What restrictions, if any, do major platforms (Intel & AMD, SPARC, Alpha) impose for memory allocation and memory access, or can I safely ignore aligning memory allocations on specific address boundaries?
Sparc, MIPS, Alpha, and most other "classical RISC" architectures only allow aligned accesses to memory, even today. An unaligned access will cause an exception, but some operating systems will handle the exception by copying from the desired address in software using smaller loads and stores. The application code won't know there was a problem, except that the performance will be very bad.
MIPS has special instructions (lwl and lwr) which can be used to access 32 bit quantities from unaligned addresses. Whenever the compiler can tell that the address is likely unaligned it will use this two instruction sequence instead of a normal lw instruction.
x86 can handle unaligned memory accesses in hardware without an exception, but there is still a performance hit of up to 3X compared to aligned accesses.
Ulrich Drepper wrote a comprehensive paper on this and other memory-related topics, What Every Programmer Should Know About Memory. It is a very long writeup, but filled with chewy goodness.
Alignment is still quite important today. Some processors (the 68k family jumps to mind) would throw an exception if you tried to access a word value on an odd boundary. Today, most processors will run two memory cycles to fetch an unaligned word, but this will definitely be slower than an aligned fetch. Some other processors won't even throw an exception, but will fetch an incorrect value from memory!
If for no other reason than performance, it is wise to try to follow your processor's alignment preferences. Usually, your compiler will take care of all the details, but if you're doing anything where you lay out the memory structure yourself, then it's worth considering.
You still need to be aware of alignment issues when laying out a class or struct in C(++). In these cases the compiler will do the right thing for you, but the overall size of the struct/class may be more wastefull than necessary
For example:
struct
{
char A;
int B;
char C;
int D;
};
Would have a size of 4 * 4 = 16 bytes (assume Windows on x86) whereas
struct
{
char A;
char C;
int B;
int D;
};
Would have a size of 4*3 = 12 bytes.
This is because the compiler enforces a 4 byte alignment for integers, but only 1 byte for chars.
In general pack member variables of the same size (type) together to minimize wasted space.
As Greg mentioned it is still important today (perhaps more so in some ways) and compilers usually take care of the alignment based on the target of the architecture. In managed environments, the JIT compiler can optimize the alignment based on the runtime architecture.
You may see pragma directives (in C/C++) that change the alignment. This should only be used when very specific alignment is required.

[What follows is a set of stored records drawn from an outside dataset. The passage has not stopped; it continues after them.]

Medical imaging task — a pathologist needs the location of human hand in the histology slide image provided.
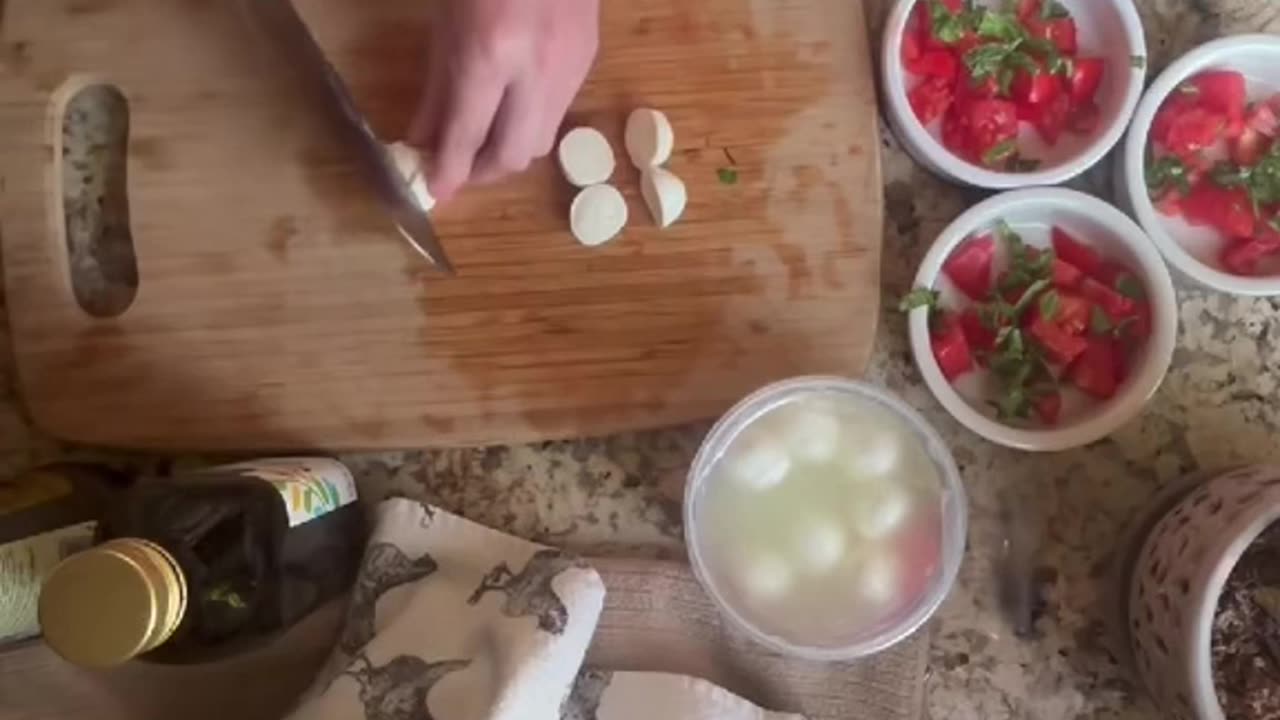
[408,0,600,201]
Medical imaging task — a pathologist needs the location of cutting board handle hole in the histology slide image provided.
[55,78,138,318]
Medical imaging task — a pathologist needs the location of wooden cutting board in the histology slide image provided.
[0,0,882,448]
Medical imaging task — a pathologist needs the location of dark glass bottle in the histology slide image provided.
[0,462,129,646]
[40,459,364,667]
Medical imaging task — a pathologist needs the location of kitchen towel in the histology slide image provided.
[289,498,799,720]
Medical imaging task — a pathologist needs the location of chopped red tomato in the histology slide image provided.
[1027,311,1085,365]
[1156,188,1183,218]
[1053,292,1093,334]
[1093,260,1147,300]
[929,314,973,380]
[1053,259,1084,290]
[960,305,996,359]
[1027,94,1071,145]
[1165,108,1226,160]
[1070,58,1106,105]
[942,234,996,300]
[964,100,1018,156]
[906,77,952,126]
[1032,391,1062,425]
[1052,227,1102,275]
[1226,127,1267,165]
[1181,182,1254,237]
[1011,63,1062,105]
[1221,238,1277,277]
[1080,278,1138,322]
[1189,70,1247,120]
[1068,337,1119,400]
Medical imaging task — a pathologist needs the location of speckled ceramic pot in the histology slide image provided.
[1129,465,1280,720]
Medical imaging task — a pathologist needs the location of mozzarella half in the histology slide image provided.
[557,127,614,187]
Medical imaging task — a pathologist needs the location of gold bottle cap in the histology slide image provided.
[40,538,187,667]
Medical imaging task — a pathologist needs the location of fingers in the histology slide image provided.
[471,77,556,183]
[425,54,506,202]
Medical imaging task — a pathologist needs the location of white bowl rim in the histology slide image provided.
[881,0,1147,190]
[1124,33,1280,297]
[908,187,1178,452]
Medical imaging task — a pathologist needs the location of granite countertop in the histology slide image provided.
[0,0,1280,720]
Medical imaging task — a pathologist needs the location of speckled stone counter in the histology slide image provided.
[0,0,1280,720]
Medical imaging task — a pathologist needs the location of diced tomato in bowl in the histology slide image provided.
[884,0,1144,187]
[910,188,1172,450]
[1124,37,1280,295]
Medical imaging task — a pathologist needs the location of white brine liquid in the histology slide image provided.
[695,392,942,647]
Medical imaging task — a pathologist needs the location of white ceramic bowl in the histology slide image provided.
[685,377,969,661]
[1129,465,1280,720]
[910,187,1178,452]
[881,0,1147,190]
[1121,35,1280,296]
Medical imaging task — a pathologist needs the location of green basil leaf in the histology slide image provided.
[897,287,938,313]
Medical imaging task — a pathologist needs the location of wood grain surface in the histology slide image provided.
[0,0,882,448]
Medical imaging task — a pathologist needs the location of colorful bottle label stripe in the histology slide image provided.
[0,521,97,644]
[220,457,356,528]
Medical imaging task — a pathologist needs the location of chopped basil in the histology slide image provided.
[1039,290,1060,320]
[1089,305,1115,334]
[1210,143,1280,218]
[1146,155,1192,196]
[982,138,1018,168]
[897,287,938,313]
[978,13,1027,42]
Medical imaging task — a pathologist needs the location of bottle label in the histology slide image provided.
[0,470,72,515]
[221,457,356,528]
[0,521,97,644]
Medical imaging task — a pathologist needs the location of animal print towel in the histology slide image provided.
[289,498,799,720]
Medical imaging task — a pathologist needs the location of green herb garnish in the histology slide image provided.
[897,287,938,313]
[982,138,1018,168]
[1146,155,1192,197]
[1210,143,1280,218]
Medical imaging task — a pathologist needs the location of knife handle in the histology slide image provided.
[387,142,435,213]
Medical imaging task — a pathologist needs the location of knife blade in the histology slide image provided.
[247,0,453,275]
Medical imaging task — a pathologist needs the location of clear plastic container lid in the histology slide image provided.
[684,377,968,661]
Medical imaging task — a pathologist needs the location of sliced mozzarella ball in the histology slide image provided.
[792,518,845,574]
[850,482,911,539]
[858,552,900,606]
[640,168,689,228]
[387,142,435,213]
[774,402,840,462]
[844,423,902,480]
[625,108,676,170]
[735,551,791,602]
[568,184,627,247]
[557,128,614,187]
[724,436,791,491]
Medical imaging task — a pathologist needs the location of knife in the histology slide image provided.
[247,0,453,275]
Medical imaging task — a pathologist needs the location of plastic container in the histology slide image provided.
[685,377,968,661]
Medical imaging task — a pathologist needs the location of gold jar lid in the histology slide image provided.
[40,538,187,667]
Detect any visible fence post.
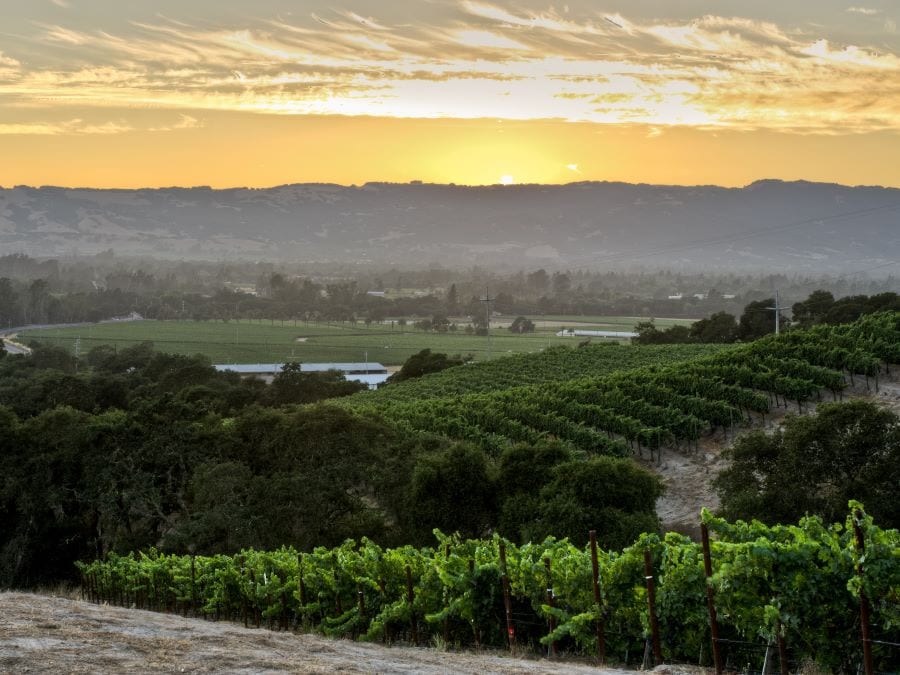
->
[406,565,419,645]
[589,530,606,664]
[500,541,516,650]
[469,558,481,649]
[700,523,722,675]
[853,509,875,675]
[775,619,790,675]
[544,558,557,656]
[191,553,197,616]
[644,548,662,665]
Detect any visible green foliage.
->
[526,457,663,549]
[406,444,496,541]
[265,362,367,405]
[690,312,738,344]
[389,349,466,383]
[715,400,900,527]
[509,316,534,335]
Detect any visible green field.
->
[20,317,689,365]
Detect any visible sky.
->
[0,0,900,188]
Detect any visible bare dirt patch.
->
[641,366,900,539]
[0,593,628,675]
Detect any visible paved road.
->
[0,318,142,354]
[0,338,31,354]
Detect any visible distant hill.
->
[0,180,900,273]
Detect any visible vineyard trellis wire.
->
[337,312,900,459]
[78,502,900,672]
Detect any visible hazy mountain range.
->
[0,180,900,272]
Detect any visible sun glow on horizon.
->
[0,0,900,189]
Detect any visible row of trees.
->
[0,254,896,333]
[634,290,900,344]
[0,345,661,586]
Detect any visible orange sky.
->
[0,0,900,187]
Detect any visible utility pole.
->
[481,286,494,361]
[767,289,788,335]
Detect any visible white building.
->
[214,361,390,389]
[556,328,637,340]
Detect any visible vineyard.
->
[343,313,900,459]
[349,342,723,405]
[79,503,900,672]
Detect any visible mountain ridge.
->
[0,179,900,273]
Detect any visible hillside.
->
[0,180,900,273]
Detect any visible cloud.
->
[0,114,204,136]
[847,7,881,16]
[0,0,900,133]
[0,119,134,136]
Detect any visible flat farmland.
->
[19,317,689,365]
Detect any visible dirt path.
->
[641,366,900,538]
[0,593,628,675]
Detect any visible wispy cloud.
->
[0,119,133,136]
[847,7,881,16]
[0,0,900,133]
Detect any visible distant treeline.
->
[0,344,662,588]
[0,253,900,328]
[633,290,900,345]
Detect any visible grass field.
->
[20,317,689,365]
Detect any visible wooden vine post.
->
[853,509,875,675]
[544,558,558,656]
[644,548,662,665]
[589,530,606,664]
[700,523,722,675]
[406,565,419,645]
[500,541,516,651]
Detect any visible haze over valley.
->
[0,180,900,274]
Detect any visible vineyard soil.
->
[641,370,900,539]
[0,593,648,675]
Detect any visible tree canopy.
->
[715,400,900,527]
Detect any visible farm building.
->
[556,328,637,340]
[215,361,390,389]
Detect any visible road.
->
[0,317,143,354]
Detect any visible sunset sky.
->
[0,0,900,187]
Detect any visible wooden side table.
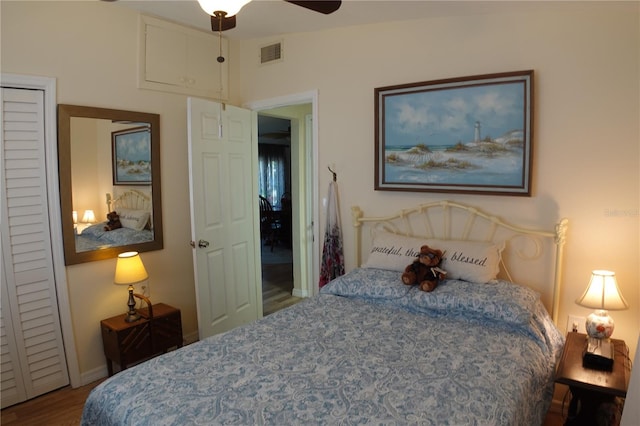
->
[556,332,631,425]
[100,303,182,376]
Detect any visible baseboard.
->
[182,330,199,346]
[80,364,109,386]
[291,288,309,298]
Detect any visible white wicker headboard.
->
[351,201,569,324]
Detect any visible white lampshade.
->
[576,270,629,311]
[113,251,149,285]
[198,0,251,17]
[576,270,629,339]
[82,210,96,223]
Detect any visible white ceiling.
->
[111,0,545,40]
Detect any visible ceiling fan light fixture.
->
[198,0,251,18]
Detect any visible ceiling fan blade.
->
[284,0,342,15]
[211,15,236,31]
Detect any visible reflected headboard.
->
[351,201,569,325]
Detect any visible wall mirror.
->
[58,105,163,265]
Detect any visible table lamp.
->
[113,251,149,322]
[576,269,629,369]
[82,210,96,223]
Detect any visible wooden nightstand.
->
[556,333,631,425]
[100,303,182,376]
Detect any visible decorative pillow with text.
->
[362,232,504,283]
[118,209,150,231]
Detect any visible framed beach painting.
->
[111,127,151,185]
[375,70,533,196]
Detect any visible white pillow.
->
[425,240,504,283]
[117,209,149,231]
[362,232,504,283]
[362,232,428,272]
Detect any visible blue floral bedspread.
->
[82,269,563,425]
[76,222,153,251]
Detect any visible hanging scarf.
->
[320,181,344,287]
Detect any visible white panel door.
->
[188,98,262,339]
[0,88,69,408]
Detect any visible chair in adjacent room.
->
[259,195,282,251]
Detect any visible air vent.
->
[260,42,282,64]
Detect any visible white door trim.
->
[0,73,84,388]
[243,90,320,295]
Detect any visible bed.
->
[76,189,153,252]
[82,201,567,425]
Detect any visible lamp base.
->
[585,309,615,339]
[582,338,614,371]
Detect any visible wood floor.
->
[262,263,302,316]
[0,380,564,426]
[0,256,563,426]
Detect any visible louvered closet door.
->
[0,88,69,408]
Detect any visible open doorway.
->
[244,91,320,312]
[258,113,301,315]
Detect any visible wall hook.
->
[327,166,338,182]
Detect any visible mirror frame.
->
[58,104,164,265]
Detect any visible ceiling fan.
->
[198,0,342,32]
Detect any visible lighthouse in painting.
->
[474,121,480,142]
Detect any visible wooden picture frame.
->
[375,70,533,196]
[111,127,151,185]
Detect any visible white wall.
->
[0,1,640,392]
[0,1,198,383]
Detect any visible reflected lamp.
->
[113,251,149,322]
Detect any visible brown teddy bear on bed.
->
[104,212,122,231]
[402,245,447,292]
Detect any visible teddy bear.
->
[402,245,447,292]
[104,212,122,231]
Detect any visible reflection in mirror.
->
[58,105,163,265]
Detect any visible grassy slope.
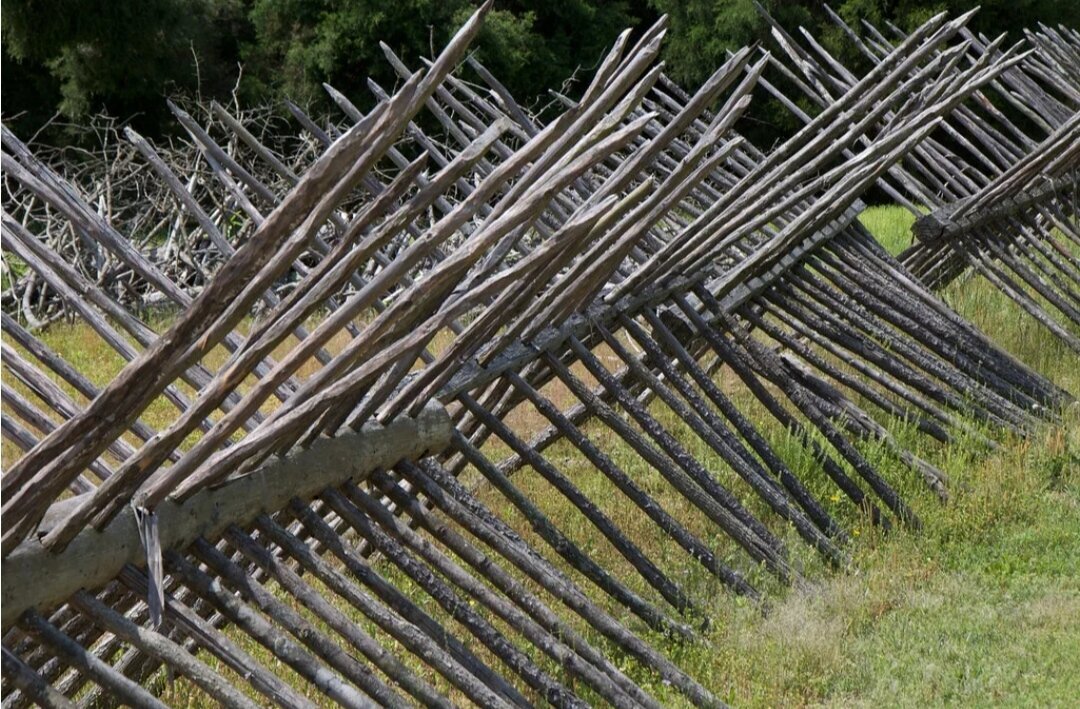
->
[691,208,1080,706]
[4,208,1080,706]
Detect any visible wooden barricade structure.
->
[0,5,1077,707]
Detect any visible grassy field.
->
[4,208,1080,707]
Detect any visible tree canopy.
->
[0,0,1080,142]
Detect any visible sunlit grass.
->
[4,208,1080,707]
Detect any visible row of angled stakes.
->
[2,6,1078,707]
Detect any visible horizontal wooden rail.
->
[2,402,453,631]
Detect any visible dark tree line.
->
[0,0,1080,141]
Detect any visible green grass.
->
[4,208,1080,707]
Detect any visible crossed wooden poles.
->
[0,6,1075,707]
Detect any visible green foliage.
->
[0,0,242,132]
[2,0,1080,145]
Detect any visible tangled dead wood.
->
[0,5,1078,707]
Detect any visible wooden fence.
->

// For example, this changes the pack to 2 byte alignment.
#pragma pack(2)
Note that even on IA-32 and the AMD64, some of the SSE instructions/intrinsics require aligned data. These instructions will throw an exception if the data is unaligned, so at least you won't have to debug "wrong data" bugs. There are equivalent unaligned instructions as well, but like Denton says, they're are slower.
If you're using VC++, then besides the #pragma pack directives, you also have the __declspec(align) directives for precise alignment. VC++ documentation also mentions an __aligned_malloc function for specific alignment requirements.
As a rule of thumb, unless you are moving data across compilers/languages or are using the SSE instructions, you can probably ignore alignment issues.
Related
Given the following c language struct definition:
typedef struct PackTest {
long long a;
int b;
int c;
} PackTest;
Clang-Tidy gives the following message:
Accessing fields in struct 'PackTest' is inefficient due to poor alignment; currently aligned to 8 bytes, but recommended alignment is 16 bytes
I know why the struct is aligned to 8 bytes, but I don't know if the suggestion is valid and why.
Some particular specialized assembly instructions might have alignment requirements (for example, x86 non-scalar SSE instructions strictly require alignment to 16 bytes boundaries). Other instructions might have lower throughput when used on data that is not aligned to 16 byte boundaries (for example, x86 SSE2).
These kind of instructions are usually used to perform aggressive optimizations based on the hardware features of the processor. Overall, the message you get is only useful in those scenarios (i.e. if you are actually planning to take advantage of such instructions).
See also:
What does alignment to 16-byte boundary mean in x86
Why and where align 16 is used for SSE alignment for instructions?
Finally I'll just quote Rich from the above comment since they make a really good point:
There is nothing "untidy" about having standard structs that are not ridiculously over-aligned. For very specialized purposes you might want an over-aligned object, but if it's flagging this then most things it's flagging are just wrong, and encouraging you to write code that's inefficient and gratuitously nonstandard.
you can add -altera-struct-pack-align for Clang-Tidy to disable this warning
source: https://www.mail-archive.com/cfe-commits#lists.llvm.org/msg171275.html
How to get the memory granularity of a CPU in C?
Suppose I want to allocate an array where all the elements are properly memory aligned. I can pad each element to a certain size N to achieve this. How do I know the value of N?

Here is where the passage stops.